Gaza – Maysara Fseifes
In Gaza, tragedy does not always begin with a bombing or an explosion. Often, war ignites from the extinguishing of options before those too powerless to keep up with its relentless blows.
Abeer Fujo, displaced from Rafah to Khan Younis, carries the weight of seven children on her shoulders. Alone, abandoned by her husband years ago, she faces life’s upheavals head-on — battling a war that gives her no time to grieve, and no space for survival.
In her attempts to cope with the harsh realities of displacement, and amid the absence of income, the suspension of aid, and the bombing of community kitchens that once provided her family with the bare minimum, she resorted to collecting scraps of stale bread from neighbors’ leftovers. She would boil them into lentil soup over fires fueled by medical waste gathered from a dump near a nearby field hospital.
Speaking of her disregard for the dangers of handling medical waste, Fujo says: “I have no other choice. My children are hungry, and I must feed them. The soup kitchen stopped operating months ago because of food shortages and soaring prices. The Israeli occupation prevents the passage of aid and cooking gas, and I cannot afford to buy firewood.”
But war does not only starve mothers — it tears at their very hearts with even harsher blows: the loss of their children.
Death awaited her eldest son, Haitham, as he passed by a home at the very moment an Israeli warplane rained its fire upon it. In an instant, he was gone, along with another young man who had ventured out to secure flour for his mother and siblings.
Before Fujo could catch her breath or gather her strength from this loss, death came knocking again. This time, a drone attack struck the camp where she had sought refuge in the Qizan Abu Rashwan area south of Khan Younis. Her second son, Saad, was shot in the liver and confined to a hospital bed.

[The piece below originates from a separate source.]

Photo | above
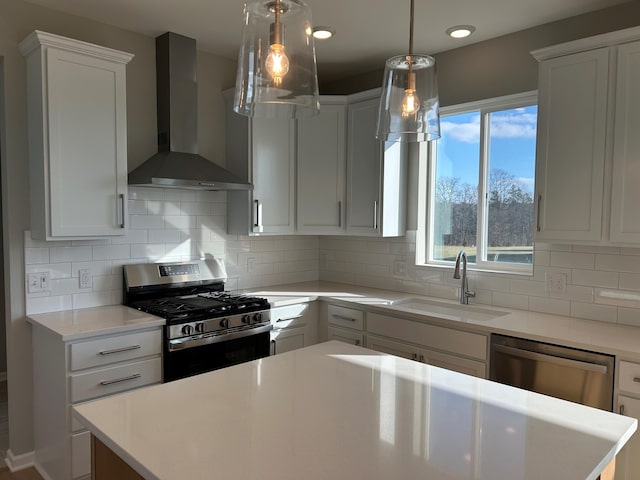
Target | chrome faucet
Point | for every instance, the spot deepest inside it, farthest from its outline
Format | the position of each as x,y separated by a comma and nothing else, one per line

Between tending to her wounded son and struggling to feed her starving children, Fujo clung to fragments of resilience, watching over Saad’s treatment amid the collapse of Gaza’s health system. On her shoulders lay the doubled burden of securing food for her injured son and his siblings, all while living under fear, poverty, and the memory of everything she had lost while fleeing.
When Saad began to recover, devastating news reached him: two of his cousins had been killed on the outskirts of the destroyed city of Rafah, their bodies left behind, unreachable. Moved by his humanity and tormented by the thought of their remains being left to stray animals, Saad left without telling his mother. Pretending he was going to sit by the sea, he promised to return shortly — but he never came back.
Soon, another chapter of anguish began for Fujo. News came of Saad’s death while attempting to retrieve his cousins’ bodies. Even then, she could not reach his remains, nor find any trace confirming his recovery. Only after desperate inquiries did a worker at Nasser Hospital direct her to the archives, where she learned that a medic had reached the site, recovered bodies, and buried them in a mass grave. To help families identify the dead, scraps of clothing were kept.
There, she found a familiar piece of her son’s clothing. Yet the most painful blow was the inability to know his exact burial place. The mass graves were many, the burials rushed, and the chaos left no room for documentation.
Fujo says: “I only wanted to hold his bones, to know where he was buried, to tell him what I couldn’t say when he left.”
In Gaza’s war, the exceptional has become the ordinary — a shared reality for all, in a crime of genocide where women endure ever-changing chapters of suffering, swallowing endless forms of grief, loss, and helplessness. Stripped of their homes, their protectors, and even the dignity of a grave, mothers like Abeer Fugo carry burdens no heart should ever bear.